Diez años después de que UPN recibiera un varapalo en las urnas que le forzó a desatornillarse del Palacio foral y refugiarse en su guarida, aquellos sectarios gobiernos quedan en el recuerdo como algo lejano. Muy lejano. De hecho, de la gestión de Sanz y Barcina sólo nos acordamos porque todavía nos cuesta un pico en cada presupuesto.
El primero nos dejó de herencia para 25 años los peajes en sombra. La broma de este 2025 asciende a más de más de 120 millones, que sufragaremos a escote. De ellos, solo el sobrecoste de la autovía a Logroño va a terminar superando los 1.600 millones, algo que duele incluso mencionarlo.
Y qué decir de Barcina, que en el peor momento de la crisis se subió el sueldo por encima de los 92.000 euros (10.000 más de lo que hoy cobra Chivite) al sacarse de la chistera un plus de responsabilidad para compensar que ya no podía meter más el cazo en las dietas de Caja Navarra, mientras engordaba la deuda pública en casi mil millones durante su mandato de recortes y atrincheramiento inútil.
Transcurrido un decenio desde el final del regionalismo en el poder, ha quedado claro que existía otra manera de administrar los recursos públicos. Lo demostró el Gabinete Barkos, que puso en orden las cuentas de la comunidad –que estaba “en riesgo de insolvencia”, según lo dejó por escrito la nada sospechosa Cámara de Comptos–, y continúa en la senda de crecimiento con el Gobierno de fuerzas progresistas que lidera Chivite.
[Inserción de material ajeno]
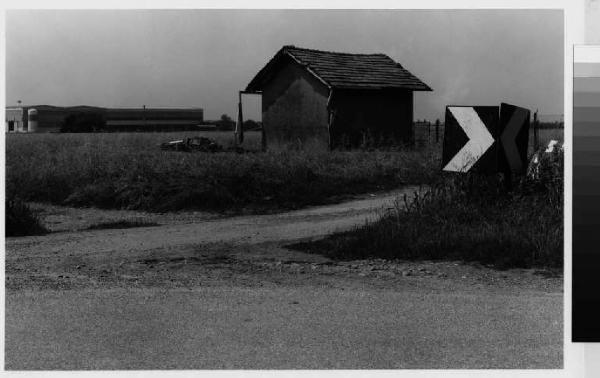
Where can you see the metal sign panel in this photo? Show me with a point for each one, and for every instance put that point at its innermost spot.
(514, 138)
(470, 139)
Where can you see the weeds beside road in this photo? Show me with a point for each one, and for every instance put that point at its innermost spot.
(128, 171)
(467, 217)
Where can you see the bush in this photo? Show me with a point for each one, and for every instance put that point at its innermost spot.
(20, 220)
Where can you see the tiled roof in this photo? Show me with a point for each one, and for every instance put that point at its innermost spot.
(343, 70)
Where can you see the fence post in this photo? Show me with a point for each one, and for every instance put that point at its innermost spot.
(535, 132)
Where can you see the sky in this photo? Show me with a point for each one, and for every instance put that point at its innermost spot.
(202, 58)
(592, 26)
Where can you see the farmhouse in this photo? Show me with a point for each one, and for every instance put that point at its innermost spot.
(328, 99)
(47, 118)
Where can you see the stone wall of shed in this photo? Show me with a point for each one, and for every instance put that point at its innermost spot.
(373, 116)
(294, 106)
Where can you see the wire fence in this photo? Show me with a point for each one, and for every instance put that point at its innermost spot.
(543, 129)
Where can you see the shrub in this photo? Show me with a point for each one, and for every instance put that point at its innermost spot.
(20, 220)
(130, 171)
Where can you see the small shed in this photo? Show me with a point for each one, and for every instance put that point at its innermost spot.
(330, 99)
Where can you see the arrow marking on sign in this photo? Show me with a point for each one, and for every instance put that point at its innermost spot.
(479, 142)
(509, 138)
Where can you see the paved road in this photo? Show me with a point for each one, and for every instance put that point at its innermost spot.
(260, 318)
(293, 225)
(284, 328)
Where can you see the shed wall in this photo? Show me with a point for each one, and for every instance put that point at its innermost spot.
(14, 120)
(294, 106)
(377, 115)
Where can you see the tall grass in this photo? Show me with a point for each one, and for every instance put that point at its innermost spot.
(20, 220)
(466, 217)
(130, 171)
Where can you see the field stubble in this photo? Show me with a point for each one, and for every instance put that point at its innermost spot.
(129, 171)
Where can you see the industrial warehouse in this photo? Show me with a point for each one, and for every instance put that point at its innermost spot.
(47, 119)
(328, 99)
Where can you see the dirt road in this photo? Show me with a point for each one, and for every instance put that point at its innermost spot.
(226, 293)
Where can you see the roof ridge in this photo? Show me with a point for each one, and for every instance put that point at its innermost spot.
(287, 47)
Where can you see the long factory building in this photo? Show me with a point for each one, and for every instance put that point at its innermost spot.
(47, 118)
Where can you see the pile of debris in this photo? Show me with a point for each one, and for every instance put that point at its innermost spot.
(199, 144)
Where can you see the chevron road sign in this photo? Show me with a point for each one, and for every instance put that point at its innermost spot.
(514, 137)
(470, 139)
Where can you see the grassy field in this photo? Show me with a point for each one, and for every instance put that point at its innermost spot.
(129, 171)
(467, 217)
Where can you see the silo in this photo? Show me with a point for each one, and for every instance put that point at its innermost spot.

Entre tanto, ahí sigue la derecha. Rabiosa e impotente ante la falta de músculo electoral para gobernar por sí sola e incapaz de tejer acuerdos que le permitan reverdecer viejos laureles. Su reiterado acoso y derribo al PSOE, al que señala como culpable de sus propios males, no solo parece condenado al fracaso, sino que tiene el efecto contrario al buscado. Si entre los votantes socialistas pudiera haber quienes dudaban de la conveniencia de perseverar en el entendimiento con EH Bildu, Geroa Bai y Contigo, el reciente Congreso del PSN disipó cualquier duda, ya que el respaldo a esta estrategia fue unánime. Una apuesta que invita a pensar que el cambio iniciado en 2015 es irreversible, y ante el que la derecha puede consolarse con el sabio refranero, que dice que no hay mal que 100 años dure, pese a que no se atisbe el final de este ciclo.